Sa thèse de doctorat en droit : Crime et criminologie : une archéologie juridique, politique et sociale. Ce sont les détails qui intéressent les lecteurs. Le personnage public est toujours mystérique. C’est l’opacité de la zone grise, toujours cible par la zone d’ombre. Je n’allume pas la lumière, cela pourrait être une poudrière ! Mais le personnage public reste un fantasme.
L’ABC de la criminologie n’affronte pas le discours du crime et sa vérité ségrégative et donc sa vérité criminologique, qui est une vérité d’un cercle restreint, qui règne et gouverne en entier sur le système, où chacun est un criminel potentiel, mais les coupables sont souvent innocents. Aujourd’hui, qui rentre dans un procès au Japon et en Russie n’a presque aucune chance de s’en sortir « malgré » son innocence. En Italie la longueur des procès s’est transformée déjà dans la peine à escompter. Et le pilori publique fait le reste : perte de l’emploi et des biens, divorce, fuite des enfants, des amis…
C’est donc super de constater que la logique du crime est un mystère et cela n’empêche pas qu’un cercle restreint d’experts puisse gagner très bien sa vie avec des expertises ? La vérité criminologique reste à disposition des experts, mais personne d’autre ne peut entendre quelque chose, au point d’avoir besoin des experts pour avancer, sans néanmoins savoir vers où.

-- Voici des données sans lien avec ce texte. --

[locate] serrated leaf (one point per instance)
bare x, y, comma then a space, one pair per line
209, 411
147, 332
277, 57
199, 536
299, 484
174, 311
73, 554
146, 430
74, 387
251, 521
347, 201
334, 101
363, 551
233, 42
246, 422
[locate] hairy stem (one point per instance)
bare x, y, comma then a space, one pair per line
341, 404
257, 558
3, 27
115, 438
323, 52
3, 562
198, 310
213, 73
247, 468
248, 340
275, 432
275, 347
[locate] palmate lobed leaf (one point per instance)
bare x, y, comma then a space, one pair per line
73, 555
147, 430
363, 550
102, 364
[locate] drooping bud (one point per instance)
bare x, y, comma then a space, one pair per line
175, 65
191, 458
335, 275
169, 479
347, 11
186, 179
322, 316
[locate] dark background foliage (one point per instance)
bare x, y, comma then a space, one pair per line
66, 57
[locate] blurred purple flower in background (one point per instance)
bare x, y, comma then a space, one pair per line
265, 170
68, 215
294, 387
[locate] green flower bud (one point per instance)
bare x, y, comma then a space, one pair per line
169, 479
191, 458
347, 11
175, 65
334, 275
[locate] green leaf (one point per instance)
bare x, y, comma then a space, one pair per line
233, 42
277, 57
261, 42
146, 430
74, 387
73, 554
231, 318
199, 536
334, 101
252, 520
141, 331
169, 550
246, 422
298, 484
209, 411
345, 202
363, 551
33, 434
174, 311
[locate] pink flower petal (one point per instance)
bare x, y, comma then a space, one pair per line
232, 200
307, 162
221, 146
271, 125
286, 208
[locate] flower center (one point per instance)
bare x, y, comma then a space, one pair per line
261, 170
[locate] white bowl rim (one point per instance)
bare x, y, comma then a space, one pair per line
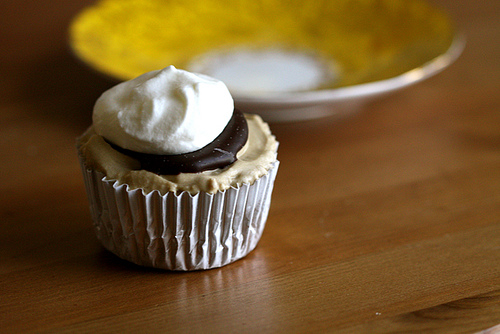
413, 76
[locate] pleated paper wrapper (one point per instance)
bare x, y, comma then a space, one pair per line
178, 231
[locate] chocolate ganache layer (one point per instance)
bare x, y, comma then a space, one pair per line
218, 154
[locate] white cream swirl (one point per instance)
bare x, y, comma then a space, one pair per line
168, 111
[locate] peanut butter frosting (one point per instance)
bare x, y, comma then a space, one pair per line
253, 161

Qui gagne par la gestion du crime et de sa « logique » ? L’oligarchie nationale, qui s’inspire des dictatures, si elle n’en fait pas déjà partie. Il n’y a aucune logique du crime, mais seulement la langue du cas en question, qui ne rentrerait jamais dans la taxonomie du crime, dans la statistique du crime, dans la démographie du crime.
Comme dans beaucoup d’autres cas de sciences humaines, de la criminologie nous avons les archives, mais pas l’analyse, pas le cas singulier dans sa qualité. Il semblerait qu’Aristote avait raison d’affirmer qu’il n’y a pas science de l’individu. Mais il pourrait sembler aussi que c’est le « système » qui dans son engrenage (son autre nom est peut-être « hachoir ») élimine les cas qui ne produisent pas de la valeur ajoutée.
Peut-être aussi que « crime » est un mot qui a un statut non « criminel » dans la citoyenneté planétaire. La crête de l’expérience ?
Le crime originaire : vivre !
Alain Bauer, ABC de la criminologie, Paris, 2024, Les Éditions du Cerf, pp. 287, € 9,00.